1) delays in project schedules resulting in additional carrying costs for project owners, including additional interest accruing under construction loans; and

2) extended duration of projects resulting in unallocated assessments of additional insurance premiums, including premiums for project-specific insurance and builders’ risk insurance policies.

§  Lost profits and revenues due to extended project durations.

1) no clear right or ability to recover delay or liquidated damages to compensate for extended project durations; and

2) the inability of developers to sell condominium units or lease apartment or commercial spaces within originally expected time frames.

None of the foregoing COVID-19-related events may necessarily be deemed to constitute a material impact on the budget or critical path of any project when viewed in isolation and/or if they only lasted for a short duration.

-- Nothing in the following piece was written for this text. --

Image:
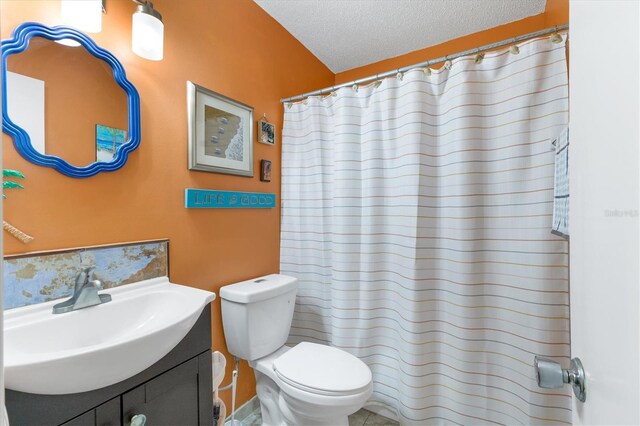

But the same may not be true when those events are viewed collectively or cumulatively over the course of a year or more. As one contractor framed it, COVID-19-related events can result in “death by a thousand cuts.”

For example, a two-week, mandatory quarantine that affected workers who were part of the supervisory staff (such as the head superintendent or project manager) or that required a subcontractor to hold its entire workforce out due to contact tracing could effectively bring a project to a standstill. Similarly, while implementation of mandatory health and social distancing guidelines may result in only 30 minutes to an hour of lost work time each day, that decreased labor productivity aggregated over an extended period could result in a significant time delay and overall increase to the operating costs of a project.

The uncertainty of whether these hidden impacts were deemed reimbursable expenses that would provide for time extensions or additional/extended costs or both (including the additional cost to a contractor for its supervisory and administrative personnel being stationed at a project for a longer duration than had been contemplated in the original project schedule) led to a significant increase in contractual disputes since 2020.

So, even as an “essential” industry, project owners, contractors, and subcontractors were still faced with additional hurdles and costs due to project delays, material and labor shortages, and increased health and safety measures, that both directly and indirectly affected all facets of construction over the past year and a half. While construction has always had its inherent risks and potential adverse cost consequences, the COVID-19 pandemic exacerbated them.